Kevin membelai sisa-sisa rambut ikal pirang Anna-hampir botak-yang lembab oleh keringat, mungkin juga oleh air mata. Kemudian mencondongkan tubuh, menunduk mengecup kening putrinya untuk terakhir kali. Sepasang kakinya lemas, tak mampu menanggung duka yang menimpa. Perut dan lututnya merosot ke lantai, bersimpuh menahan tangis. Dipandanginya lekat-lekat kedamaian tidur putrinya, lalu tersenyum lagi. Tersenyum getir.

"Selamat tidur, malaikat ayah. Temukan kedamaianmu bersama Renata-ibumu. Takkan ada sakit lagi, weep no more, my little angel," bisiknya dalam gema raungan sang penakhluk kegelapan.

^^

Hai, ini adalah tulisan lama yang terbengkalai. Mungkin alasanku terlalu banyak, entahlah itu sibuk kuliah atau mood nulis yang nggak bisa konsisten. Ok, aku memang terlalu labil untuk bergelut di dunia literasi. Maafkan ...
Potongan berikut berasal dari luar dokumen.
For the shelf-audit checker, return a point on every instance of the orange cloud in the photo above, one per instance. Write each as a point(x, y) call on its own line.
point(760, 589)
Bisa dibilang, ini berawal dari sebuah cerpen yang pernah ku-post di sebuah grup kepenulisan yang membawaku jatuh cinta pada dunia tulis menulis sejauh ini. Nah, dari situ aku merasa tertarik melanjutkannya karena aku benar-benar jatuh cinta pada tulisanku satu ini. Dan .. jadilah cerpen itu aku buat sebagai permulaan untuk project ini.

Sungguh, ini adalah prolog paling aku sukai dan benar-benar membuatku jatuh cinta pada karakter Kevin, meskipun setelah ini aku akan kehilangan sosoknya yang begitu penuh cinta. Apa boleh buat, kehilangan akan cinta terkadang membuat kita trauma akan cinta dan memutuskan untuk menghindari perasaan satu itu. Cinta itu terlalu menyakitkan bagi Kevin.

Ok, demikian pembuka dari aku. Semoga siapapun yang mampir di sini akan menikmati tulisanku ini dan jika bersedia, aku sangat-sangat mengharapkan dukungan kalian semua.

Thank you and sending big love and kiss for all my lovely readers ...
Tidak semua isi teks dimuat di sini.